According to Siu, Reid is still a candidate for the position he sees as “a dream job for any political science student/political junkie such as myself.”
He had been instantly intrigued by the job posting on the U of T website as a foot in the door at Queen’s Park.
“A very challenging and interesting position which is a critical part of day-to-day media monitoring and analysis for the Government of Ontario,” said the posting.
The work would be “for use by senior levels of government … (applicant must) write high-level summaries of important issues and events … (working in) the most technologically advanced and comprehensive media operation in Canada.”
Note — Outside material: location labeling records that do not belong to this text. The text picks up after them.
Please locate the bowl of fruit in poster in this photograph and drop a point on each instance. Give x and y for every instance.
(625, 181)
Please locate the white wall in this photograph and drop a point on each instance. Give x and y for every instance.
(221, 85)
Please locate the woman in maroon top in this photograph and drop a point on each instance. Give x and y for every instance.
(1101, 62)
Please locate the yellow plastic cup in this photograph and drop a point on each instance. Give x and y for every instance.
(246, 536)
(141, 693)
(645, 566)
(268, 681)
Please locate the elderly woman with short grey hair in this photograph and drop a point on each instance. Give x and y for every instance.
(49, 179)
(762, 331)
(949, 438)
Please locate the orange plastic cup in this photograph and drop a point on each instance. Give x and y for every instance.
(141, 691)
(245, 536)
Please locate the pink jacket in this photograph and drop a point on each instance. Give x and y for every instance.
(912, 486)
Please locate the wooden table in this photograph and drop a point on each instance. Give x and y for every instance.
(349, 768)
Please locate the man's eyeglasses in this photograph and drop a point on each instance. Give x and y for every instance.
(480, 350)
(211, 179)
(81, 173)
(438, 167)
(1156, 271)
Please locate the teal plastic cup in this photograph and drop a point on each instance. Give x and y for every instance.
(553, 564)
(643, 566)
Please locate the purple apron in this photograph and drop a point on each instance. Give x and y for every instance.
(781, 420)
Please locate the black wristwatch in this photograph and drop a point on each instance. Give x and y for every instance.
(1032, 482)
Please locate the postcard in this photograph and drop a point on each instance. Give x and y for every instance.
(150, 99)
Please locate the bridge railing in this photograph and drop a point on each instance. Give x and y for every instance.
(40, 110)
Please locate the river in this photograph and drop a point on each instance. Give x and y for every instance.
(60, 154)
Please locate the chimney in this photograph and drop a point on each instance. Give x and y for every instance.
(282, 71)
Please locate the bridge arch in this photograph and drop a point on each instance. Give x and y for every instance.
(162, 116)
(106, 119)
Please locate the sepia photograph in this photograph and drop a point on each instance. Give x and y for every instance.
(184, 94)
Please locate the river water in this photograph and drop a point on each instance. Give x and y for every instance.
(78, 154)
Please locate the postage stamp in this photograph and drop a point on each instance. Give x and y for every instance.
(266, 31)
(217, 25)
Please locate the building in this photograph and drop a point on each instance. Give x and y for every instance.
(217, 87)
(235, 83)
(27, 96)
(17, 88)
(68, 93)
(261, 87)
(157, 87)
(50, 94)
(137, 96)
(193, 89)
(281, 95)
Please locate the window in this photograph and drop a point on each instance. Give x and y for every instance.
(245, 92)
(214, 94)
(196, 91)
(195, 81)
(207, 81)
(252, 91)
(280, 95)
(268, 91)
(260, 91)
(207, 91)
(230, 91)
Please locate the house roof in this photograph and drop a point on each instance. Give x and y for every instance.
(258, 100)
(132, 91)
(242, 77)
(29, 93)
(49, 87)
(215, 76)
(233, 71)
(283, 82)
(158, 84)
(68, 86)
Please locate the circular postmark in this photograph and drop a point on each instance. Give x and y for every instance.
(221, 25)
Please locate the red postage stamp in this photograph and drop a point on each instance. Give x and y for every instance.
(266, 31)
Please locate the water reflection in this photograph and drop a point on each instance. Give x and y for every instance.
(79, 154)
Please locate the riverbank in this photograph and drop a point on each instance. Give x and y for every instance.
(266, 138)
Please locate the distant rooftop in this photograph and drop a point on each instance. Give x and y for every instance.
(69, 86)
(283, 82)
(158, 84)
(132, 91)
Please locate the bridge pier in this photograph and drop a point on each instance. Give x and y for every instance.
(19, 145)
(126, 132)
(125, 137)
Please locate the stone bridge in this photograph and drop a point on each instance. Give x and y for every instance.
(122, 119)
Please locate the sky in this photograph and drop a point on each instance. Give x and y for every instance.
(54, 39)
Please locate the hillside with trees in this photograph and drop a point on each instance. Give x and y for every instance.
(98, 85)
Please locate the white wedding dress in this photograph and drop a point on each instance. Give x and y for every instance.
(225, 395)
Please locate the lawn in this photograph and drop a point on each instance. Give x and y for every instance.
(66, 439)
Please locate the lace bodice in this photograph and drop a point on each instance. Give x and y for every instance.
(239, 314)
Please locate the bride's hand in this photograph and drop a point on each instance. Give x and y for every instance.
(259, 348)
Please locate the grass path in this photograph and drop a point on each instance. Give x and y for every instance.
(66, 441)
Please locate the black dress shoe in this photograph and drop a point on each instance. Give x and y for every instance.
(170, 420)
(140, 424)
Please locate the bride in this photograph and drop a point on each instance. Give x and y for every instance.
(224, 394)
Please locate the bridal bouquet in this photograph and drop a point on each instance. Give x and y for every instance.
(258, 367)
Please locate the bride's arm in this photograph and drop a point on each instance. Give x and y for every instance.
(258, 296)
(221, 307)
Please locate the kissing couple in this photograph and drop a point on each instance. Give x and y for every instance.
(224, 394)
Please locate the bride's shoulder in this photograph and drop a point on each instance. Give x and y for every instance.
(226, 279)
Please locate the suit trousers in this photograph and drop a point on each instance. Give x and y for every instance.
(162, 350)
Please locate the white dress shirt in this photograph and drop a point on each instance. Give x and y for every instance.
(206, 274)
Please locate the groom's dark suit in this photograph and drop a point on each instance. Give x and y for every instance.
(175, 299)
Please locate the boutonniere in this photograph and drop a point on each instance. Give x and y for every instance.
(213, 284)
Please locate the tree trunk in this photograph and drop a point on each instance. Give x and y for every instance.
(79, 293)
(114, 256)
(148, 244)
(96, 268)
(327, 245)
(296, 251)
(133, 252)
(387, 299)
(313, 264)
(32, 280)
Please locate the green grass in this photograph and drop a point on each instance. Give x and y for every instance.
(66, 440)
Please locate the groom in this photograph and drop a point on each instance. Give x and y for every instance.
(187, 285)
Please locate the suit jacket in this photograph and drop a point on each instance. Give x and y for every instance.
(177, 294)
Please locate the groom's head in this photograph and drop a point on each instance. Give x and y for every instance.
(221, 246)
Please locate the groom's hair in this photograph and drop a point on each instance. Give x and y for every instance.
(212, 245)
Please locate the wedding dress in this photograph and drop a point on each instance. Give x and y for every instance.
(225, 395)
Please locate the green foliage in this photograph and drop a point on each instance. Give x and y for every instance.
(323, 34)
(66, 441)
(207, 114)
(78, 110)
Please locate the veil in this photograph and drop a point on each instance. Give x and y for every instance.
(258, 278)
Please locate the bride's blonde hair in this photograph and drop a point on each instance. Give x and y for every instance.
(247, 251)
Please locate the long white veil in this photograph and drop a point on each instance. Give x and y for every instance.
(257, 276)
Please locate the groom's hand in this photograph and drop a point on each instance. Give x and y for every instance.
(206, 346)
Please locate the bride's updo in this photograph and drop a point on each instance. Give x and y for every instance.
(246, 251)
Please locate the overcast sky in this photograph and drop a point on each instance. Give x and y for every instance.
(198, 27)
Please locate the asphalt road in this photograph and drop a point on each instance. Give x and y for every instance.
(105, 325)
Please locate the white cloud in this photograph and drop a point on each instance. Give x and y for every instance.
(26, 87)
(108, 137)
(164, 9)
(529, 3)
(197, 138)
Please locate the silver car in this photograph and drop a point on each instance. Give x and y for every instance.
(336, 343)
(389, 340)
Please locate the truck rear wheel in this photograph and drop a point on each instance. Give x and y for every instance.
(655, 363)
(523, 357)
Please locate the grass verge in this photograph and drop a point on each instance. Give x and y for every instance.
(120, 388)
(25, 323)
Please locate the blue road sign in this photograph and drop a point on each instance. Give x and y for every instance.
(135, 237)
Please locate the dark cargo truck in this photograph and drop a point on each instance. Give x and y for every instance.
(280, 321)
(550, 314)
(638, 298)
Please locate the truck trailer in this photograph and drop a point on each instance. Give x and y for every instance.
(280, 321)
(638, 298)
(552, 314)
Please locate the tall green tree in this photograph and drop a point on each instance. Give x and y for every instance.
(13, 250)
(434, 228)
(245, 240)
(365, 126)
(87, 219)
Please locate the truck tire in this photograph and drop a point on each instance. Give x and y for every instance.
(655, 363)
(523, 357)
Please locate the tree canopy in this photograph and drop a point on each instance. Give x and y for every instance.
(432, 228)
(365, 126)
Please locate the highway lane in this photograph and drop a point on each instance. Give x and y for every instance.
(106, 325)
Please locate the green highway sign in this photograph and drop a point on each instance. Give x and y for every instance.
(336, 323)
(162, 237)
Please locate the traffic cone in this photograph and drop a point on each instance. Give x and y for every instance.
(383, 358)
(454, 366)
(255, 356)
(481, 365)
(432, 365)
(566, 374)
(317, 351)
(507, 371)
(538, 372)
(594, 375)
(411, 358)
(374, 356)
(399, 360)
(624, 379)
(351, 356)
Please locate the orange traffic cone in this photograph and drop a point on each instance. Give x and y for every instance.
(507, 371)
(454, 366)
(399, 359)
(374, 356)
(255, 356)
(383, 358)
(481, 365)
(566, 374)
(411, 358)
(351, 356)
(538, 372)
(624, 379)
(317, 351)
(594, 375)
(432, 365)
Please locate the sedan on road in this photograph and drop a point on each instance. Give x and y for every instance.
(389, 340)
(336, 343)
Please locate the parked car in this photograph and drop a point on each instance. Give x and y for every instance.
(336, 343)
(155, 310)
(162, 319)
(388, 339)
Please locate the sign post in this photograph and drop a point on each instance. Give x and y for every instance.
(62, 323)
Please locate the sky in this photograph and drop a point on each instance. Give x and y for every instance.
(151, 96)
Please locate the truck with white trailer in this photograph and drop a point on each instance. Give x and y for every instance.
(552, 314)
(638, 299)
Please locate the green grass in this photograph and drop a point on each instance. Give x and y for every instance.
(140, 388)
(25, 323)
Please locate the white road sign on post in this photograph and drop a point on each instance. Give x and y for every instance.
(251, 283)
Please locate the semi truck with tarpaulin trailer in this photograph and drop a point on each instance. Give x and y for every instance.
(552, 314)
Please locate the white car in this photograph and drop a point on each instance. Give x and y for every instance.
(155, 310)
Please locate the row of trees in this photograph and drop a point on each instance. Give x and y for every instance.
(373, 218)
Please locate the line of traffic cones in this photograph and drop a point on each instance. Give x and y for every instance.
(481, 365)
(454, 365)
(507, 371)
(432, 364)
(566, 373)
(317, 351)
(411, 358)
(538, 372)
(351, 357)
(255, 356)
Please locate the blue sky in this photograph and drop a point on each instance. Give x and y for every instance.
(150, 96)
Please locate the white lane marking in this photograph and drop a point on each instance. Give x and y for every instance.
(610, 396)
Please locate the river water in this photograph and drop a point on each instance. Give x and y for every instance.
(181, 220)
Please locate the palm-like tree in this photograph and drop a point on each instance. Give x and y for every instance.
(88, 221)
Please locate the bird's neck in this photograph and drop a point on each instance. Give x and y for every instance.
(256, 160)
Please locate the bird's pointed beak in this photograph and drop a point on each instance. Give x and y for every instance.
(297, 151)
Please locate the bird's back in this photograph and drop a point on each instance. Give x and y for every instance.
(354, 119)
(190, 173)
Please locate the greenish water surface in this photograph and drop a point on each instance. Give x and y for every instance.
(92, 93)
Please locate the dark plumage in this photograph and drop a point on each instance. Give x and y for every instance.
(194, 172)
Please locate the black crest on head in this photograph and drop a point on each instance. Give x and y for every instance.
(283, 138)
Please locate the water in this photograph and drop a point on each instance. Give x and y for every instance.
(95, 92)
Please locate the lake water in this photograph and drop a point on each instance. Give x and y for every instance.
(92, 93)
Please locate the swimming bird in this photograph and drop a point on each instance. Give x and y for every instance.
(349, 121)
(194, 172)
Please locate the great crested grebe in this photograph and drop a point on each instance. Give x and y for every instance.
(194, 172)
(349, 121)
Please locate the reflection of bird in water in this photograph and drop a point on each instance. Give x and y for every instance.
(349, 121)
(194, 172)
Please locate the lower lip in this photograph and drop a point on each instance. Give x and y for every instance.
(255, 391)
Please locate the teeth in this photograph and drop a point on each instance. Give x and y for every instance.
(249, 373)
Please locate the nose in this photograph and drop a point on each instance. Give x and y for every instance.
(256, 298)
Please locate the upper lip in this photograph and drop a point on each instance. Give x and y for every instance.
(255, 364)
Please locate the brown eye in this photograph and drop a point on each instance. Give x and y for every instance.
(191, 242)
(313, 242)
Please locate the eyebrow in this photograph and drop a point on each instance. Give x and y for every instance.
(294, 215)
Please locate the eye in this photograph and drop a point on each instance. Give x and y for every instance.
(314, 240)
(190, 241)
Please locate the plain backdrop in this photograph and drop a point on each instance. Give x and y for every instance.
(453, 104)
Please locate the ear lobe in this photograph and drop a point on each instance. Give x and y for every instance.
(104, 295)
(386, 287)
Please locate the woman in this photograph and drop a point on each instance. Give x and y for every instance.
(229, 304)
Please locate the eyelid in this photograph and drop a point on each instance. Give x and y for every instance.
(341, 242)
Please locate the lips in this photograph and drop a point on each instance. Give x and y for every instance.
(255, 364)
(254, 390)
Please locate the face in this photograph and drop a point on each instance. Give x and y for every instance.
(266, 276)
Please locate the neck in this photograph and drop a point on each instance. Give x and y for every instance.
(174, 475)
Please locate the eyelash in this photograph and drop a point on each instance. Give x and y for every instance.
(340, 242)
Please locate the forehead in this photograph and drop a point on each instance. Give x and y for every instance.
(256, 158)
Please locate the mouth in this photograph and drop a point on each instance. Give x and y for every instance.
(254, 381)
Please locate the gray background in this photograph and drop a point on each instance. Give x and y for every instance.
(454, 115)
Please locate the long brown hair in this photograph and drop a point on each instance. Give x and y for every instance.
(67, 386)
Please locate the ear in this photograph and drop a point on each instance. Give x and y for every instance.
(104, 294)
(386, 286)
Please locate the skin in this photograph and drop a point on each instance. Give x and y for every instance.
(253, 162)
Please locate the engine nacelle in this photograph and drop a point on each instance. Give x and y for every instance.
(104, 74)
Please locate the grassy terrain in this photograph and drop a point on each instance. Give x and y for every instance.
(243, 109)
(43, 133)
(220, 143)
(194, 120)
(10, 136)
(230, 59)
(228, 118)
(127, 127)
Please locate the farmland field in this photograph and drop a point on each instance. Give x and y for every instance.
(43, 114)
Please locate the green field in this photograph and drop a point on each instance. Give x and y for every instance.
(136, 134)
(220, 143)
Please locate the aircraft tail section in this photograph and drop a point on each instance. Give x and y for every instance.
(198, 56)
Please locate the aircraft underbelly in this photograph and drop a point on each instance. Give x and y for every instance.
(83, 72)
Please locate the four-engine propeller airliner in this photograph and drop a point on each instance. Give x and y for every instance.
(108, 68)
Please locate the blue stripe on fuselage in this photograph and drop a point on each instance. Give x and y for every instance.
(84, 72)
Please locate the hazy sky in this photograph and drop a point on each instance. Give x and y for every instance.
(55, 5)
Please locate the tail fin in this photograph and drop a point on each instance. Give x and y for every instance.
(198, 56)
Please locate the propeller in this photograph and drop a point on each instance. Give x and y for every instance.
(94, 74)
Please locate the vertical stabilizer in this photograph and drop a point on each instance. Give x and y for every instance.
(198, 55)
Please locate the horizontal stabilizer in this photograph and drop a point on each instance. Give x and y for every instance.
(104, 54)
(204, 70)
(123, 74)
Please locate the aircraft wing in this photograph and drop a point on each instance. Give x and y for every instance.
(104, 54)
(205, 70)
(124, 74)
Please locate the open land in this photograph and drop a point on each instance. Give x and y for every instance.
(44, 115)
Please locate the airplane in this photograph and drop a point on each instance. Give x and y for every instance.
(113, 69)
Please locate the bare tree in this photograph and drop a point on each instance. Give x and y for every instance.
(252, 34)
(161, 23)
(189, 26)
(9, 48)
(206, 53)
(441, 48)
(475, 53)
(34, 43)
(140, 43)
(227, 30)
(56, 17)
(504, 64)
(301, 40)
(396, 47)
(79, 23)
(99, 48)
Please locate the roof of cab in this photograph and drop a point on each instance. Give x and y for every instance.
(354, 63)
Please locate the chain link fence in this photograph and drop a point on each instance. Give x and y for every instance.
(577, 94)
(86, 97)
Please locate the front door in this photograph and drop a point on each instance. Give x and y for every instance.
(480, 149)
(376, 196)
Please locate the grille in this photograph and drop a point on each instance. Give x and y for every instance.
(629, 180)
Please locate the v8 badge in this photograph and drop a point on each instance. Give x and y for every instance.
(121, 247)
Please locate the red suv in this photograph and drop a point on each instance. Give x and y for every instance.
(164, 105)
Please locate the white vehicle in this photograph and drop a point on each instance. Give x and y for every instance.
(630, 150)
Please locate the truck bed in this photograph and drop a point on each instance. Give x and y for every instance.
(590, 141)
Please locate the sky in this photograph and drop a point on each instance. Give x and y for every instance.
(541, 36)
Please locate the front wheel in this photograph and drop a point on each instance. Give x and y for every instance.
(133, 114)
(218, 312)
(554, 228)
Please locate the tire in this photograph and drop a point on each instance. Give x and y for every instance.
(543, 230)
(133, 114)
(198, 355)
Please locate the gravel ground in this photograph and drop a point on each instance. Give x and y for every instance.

Reid thought he’d be a good candidate. His resumé appears stellar:
A summer course in international management strategies at the University of Hong Kong; one credit short of an honours degree in political science at U of T; completed project on paradigm shifts in United States foreign policy; working on another to evaluate the effects of electoral reform on public policy.
Extensive job experience; Get Reel Festival organizer; founder of Canadian International Peace project (at U of T’s Scarborough campus); participant in Forum for Young Canadians on Parliament Hill; etc., etc.
In a reference letter, an executive with White Oaks Conference Resort called Reid “truly a valuable asset to our company … a trustworthy, dependable young man that takes initiative in work that has to be done.”
Reid saw another reason for the email. “I’m from Malvern,” in Scarborough, he said. “The community I live in has one of the highest levels of youth unemployment in Canada. I’d hate to think that this (memo) accounts for that.”